The steel companies are particularly affected by weak domestic demand from crucial sectors such as construction, machinery, and the automotive industry. The head of the association called for a summit to address these issues at the highest political level, stressing the need for prompt and reliable implementation of measures already proposed, such as effective European trade protections and competitive electricity prices. High energy costs continue to hinder competitiveness significantly.

There is a pressing need for political action to ensure that energy-intensive industries, including steel, can access competitive and sustainable electricity prices over the long term. One immediate step suggested is the rapid reduction of transmission network fees.
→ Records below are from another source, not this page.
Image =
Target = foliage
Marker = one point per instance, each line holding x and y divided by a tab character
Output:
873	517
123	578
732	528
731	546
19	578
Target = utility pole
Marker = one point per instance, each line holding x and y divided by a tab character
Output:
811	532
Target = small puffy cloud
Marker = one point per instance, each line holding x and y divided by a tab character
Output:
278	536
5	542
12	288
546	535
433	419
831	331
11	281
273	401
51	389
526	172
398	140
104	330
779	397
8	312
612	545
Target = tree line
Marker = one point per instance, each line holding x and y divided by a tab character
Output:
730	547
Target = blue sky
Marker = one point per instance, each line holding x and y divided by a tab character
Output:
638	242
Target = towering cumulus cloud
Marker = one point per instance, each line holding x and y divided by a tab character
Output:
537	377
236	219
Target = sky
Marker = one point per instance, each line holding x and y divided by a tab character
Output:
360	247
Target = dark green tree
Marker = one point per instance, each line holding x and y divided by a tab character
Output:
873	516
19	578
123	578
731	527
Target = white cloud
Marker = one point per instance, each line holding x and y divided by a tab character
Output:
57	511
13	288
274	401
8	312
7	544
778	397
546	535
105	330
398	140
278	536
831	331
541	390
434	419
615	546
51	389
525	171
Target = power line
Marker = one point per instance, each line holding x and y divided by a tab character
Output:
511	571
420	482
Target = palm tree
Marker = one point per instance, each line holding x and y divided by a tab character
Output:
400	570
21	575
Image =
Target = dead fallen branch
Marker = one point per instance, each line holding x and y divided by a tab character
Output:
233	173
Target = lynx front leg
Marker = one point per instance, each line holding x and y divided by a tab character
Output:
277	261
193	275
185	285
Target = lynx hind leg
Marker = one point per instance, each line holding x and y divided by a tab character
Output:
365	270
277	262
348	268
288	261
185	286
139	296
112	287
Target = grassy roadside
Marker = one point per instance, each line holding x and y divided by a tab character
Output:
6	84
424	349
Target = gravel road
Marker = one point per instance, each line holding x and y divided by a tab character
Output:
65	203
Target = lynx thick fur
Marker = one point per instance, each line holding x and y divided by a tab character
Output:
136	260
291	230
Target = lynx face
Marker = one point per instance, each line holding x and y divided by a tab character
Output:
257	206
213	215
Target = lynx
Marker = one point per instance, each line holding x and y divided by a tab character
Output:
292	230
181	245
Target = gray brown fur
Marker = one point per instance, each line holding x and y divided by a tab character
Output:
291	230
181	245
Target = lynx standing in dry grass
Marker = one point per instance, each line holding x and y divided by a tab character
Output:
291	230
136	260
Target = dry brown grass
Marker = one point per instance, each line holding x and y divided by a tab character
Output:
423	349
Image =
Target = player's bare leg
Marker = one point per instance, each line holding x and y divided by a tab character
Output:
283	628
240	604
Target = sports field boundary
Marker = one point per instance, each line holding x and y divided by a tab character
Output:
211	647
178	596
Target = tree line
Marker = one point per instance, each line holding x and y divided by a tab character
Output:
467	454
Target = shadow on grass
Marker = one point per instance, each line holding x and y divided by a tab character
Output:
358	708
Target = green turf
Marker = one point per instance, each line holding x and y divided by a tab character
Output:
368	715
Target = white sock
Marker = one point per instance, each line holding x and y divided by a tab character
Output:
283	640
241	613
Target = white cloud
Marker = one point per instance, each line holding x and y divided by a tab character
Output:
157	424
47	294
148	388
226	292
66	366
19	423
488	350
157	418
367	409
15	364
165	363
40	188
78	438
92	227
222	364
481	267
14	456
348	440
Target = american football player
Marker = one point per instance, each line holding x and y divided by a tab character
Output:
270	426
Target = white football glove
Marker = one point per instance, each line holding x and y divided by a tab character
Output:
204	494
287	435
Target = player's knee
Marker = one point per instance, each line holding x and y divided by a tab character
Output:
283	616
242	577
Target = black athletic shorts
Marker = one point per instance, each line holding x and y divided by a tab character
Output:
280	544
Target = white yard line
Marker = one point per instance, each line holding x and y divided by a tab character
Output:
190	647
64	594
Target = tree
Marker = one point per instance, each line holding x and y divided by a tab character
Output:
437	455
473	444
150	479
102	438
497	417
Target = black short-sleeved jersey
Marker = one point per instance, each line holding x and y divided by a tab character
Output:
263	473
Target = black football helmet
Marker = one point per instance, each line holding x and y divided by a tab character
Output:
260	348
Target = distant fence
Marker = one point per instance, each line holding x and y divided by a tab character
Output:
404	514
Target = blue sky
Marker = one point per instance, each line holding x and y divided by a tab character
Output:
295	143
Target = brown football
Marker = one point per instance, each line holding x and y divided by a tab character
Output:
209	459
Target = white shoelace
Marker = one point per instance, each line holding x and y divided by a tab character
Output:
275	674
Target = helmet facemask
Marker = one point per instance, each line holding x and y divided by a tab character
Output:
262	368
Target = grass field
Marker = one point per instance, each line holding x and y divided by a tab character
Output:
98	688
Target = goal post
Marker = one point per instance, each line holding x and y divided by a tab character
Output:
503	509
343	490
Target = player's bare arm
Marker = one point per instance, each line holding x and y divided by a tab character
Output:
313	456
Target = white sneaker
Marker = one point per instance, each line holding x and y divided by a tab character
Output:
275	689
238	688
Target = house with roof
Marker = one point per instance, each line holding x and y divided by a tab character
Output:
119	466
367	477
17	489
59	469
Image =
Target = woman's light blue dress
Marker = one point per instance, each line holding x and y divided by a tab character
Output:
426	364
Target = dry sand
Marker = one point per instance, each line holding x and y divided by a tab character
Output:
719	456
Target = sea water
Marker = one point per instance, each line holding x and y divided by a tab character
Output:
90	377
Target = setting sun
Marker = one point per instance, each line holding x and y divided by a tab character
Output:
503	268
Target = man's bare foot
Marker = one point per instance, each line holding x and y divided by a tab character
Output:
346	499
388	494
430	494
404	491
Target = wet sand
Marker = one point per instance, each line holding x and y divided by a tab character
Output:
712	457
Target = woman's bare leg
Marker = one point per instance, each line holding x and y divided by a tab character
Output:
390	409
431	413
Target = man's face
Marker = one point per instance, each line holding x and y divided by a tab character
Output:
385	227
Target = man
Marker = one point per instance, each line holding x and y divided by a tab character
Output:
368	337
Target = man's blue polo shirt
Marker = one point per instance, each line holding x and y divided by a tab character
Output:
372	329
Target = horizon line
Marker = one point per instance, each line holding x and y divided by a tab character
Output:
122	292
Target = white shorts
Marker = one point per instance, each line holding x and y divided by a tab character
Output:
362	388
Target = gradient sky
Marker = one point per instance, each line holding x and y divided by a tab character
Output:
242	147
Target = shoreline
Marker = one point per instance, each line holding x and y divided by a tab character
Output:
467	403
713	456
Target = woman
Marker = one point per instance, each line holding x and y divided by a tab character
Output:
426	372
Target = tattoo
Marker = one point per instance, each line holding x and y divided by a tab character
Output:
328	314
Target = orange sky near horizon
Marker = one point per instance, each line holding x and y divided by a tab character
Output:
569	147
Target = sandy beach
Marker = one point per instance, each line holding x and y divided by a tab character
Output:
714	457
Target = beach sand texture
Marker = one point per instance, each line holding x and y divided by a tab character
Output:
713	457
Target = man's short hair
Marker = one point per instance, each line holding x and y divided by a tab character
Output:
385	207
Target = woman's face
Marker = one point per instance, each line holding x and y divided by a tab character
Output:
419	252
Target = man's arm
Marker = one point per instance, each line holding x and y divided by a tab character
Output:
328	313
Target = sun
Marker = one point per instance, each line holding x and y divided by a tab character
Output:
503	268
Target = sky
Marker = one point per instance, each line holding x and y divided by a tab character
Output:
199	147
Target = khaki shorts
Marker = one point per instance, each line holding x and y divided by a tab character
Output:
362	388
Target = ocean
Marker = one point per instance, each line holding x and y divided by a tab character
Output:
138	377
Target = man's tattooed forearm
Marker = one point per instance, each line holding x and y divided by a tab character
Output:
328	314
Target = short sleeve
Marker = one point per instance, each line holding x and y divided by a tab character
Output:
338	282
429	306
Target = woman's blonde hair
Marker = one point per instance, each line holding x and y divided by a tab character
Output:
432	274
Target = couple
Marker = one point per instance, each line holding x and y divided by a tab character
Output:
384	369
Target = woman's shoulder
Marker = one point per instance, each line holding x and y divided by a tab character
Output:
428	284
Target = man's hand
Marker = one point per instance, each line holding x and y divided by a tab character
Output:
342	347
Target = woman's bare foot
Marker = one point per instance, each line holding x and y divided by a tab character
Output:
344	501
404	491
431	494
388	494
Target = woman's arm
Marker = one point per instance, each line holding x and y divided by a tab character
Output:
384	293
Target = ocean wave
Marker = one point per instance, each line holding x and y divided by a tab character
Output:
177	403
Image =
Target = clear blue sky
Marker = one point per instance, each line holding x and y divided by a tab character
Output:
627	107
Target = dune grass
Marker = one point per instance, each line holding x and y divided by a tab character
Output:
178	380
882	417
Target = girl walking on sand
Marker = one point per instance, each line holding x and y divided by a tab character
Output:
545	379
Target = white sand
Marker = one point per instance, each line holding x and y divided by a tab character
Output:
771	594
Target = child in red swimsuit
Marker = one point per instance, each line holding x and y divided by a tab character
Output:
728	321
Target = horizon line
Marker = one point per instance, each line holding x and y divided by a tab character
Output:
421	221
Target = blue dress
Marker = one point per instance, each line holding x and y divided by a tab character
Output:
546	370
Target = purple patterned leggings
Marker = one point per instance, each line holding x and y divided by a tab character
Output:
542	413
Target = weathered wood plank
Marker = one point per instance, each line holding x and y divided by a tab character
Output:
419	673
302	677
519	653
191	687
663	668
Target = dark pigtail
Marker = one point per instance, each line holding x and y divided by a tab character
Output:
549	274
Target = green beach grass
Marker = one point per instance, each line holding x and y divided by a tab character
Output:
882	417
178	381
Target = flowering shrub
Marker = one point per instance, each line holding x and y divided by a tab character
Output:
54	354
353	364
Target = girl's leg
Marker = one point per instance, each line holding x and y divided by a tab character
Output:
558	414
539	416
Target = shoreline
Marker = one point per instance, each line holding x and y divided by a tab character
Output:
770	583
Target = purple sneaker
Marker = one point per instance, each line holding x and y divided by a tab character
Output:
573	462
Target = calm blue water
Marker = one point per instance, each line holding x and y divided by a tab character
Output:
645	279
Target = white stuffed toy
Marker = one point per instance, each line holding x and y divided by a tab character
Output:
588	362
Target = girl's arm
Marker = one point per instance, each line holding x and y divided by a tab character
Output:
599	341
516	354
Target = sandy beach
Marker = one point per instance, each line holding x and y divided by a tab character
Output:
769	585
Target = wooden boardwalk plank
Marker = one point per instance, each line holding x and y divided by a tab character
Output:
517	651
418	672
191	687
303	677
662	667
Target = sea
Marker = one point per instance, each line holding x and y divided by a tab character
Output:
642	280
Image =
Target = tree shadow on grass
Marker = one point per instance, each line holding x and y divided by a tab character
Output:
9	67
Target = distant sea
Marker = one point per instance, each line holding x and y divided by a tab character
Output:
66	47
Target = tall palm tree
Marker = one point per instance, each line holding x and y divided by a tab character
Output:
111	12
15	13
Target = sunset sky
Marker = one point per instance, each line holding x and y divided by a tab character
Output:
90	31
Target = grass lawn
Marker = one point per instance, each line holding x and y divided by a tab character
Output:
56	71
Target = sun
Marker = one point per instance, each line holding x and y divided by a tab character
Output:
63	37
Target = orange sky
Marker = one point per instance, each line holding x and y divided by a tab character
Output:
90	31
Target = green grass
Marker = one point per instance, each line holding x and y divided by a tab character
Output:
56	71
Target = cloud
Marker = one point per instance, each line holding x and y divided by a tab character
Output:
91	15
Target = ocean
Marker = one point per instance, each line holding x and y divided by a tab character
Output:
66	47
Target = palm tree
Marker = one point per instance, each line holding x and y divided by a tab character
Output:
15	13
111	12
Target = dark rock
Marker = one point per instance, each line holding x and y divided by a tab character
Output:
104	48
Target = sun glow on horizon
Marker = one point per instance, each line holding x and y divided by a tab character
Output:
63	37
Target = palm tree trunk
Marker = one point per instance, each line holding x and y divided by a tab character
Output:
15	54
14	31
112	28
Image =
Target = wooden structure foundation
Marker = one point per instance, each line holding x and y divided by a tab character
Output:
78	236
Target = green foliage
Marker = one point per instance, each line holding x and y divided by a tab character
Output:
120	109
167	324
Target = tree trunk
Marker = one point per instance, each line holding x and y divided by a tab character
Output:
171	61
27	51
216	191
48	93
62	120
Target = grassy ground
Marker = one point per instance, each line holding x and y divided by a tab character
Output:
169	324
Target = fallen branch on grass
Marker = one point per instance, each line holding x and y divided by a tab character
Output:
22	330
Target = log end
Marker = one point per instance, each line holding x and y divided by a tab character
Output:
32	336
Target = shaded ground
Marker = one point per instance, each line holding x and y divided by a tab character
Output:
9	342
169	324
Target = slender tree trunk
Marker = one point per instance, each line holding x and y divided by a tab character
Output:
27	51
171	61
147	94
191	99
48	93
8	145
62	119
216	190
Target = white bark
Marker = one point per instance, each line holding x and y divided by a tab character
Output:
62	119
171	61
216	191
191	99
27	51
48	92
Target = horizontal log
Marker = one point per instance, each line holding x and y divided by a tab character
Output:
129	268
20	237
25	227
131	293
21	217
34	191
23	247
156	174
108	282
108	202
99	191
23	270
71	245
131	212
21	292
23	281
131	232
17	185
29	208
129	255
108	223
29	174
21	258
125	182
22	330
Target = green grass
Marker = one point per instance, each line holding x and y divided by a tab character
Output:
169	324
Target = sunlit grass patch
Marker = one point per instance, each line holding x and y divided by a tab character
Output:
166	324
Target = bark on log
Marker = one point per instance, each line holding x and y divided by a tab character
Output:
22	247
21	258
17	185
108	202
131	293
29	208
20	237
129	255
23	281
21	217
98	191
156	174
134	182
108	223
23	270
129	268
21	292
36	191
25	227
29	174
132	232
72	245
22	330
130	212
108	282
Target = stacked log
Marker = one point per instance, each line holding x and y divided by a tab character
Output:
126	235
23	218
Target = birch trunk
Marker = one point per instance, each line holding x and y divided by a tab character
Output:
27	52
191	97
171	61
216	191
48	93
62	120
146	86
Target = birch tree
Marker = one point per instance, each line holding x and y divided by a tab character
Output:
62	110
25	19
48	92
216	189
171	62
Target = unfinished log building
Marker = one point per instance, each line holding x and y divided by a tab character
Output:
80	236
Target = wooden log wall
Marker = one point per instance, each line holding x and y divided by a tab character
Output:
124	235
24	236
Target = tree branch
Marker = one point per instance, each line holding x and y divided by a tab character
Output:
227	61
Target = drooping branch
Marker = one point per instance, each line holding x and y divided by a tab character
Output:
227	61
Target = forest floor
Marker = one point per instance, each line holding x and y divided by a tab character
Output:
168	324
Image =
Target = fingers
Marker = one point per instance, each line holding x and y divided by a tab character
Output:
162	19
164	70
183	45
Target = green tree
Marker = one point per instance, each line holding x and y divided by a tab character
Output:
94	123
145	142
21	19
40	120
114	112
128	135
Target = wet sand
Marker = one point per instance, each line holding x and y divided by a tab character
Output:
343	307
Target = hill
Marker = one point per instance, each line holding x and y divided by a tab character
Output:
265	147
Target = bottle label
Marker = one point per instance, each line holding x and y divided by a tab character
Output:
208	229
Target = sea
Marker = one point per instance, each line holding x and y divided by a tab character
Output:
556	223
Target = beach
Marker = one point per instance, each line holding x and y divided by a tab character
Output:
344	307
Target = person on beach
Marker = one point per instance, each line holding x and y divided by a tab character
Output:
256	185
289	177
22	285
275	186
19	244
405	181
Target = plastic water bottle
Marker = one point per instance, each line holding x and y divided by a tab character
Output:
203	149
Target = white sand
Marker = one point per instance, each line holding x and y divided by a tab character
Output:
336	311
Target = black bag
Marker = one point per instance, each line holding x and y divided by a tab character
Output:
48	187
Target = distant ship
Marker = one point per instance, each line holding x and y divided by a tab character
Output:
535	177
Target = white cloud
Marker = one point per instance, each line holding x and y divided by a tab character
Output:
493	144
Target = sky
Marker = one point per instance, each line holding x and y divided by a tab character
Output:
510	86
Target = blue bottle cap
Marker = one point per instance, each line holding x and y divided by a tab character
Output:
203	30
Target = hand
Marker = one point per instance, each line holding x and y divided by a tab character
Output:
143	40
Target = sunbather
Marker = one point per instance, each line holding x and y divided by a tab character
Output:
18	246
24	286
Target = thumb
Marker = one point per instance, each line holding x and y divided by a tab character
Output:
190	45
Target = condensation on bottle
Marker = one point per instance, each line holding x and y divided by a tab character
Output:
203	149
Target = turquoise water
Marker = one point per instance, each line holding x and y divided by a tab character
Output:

Germany's steel sector has been under pressure for some time. Thyssenkrupp Steel Europe, the largest domestic steel producer, is struggling with financial losses and has begun reducing its workforce substantially. The company, which employed 27,000 workers at the start of the year, aims to reduce this number to 16,000 by 2030. This workforce reduction will occur through a combination of capacity cuts, layoffs, and the outsourcing or sale of parts of the business.

Recently, the management reached an agreement with the labor union IG Metall on a stringent cost-saving plan, which includes an average salary reduction of 8% for employees.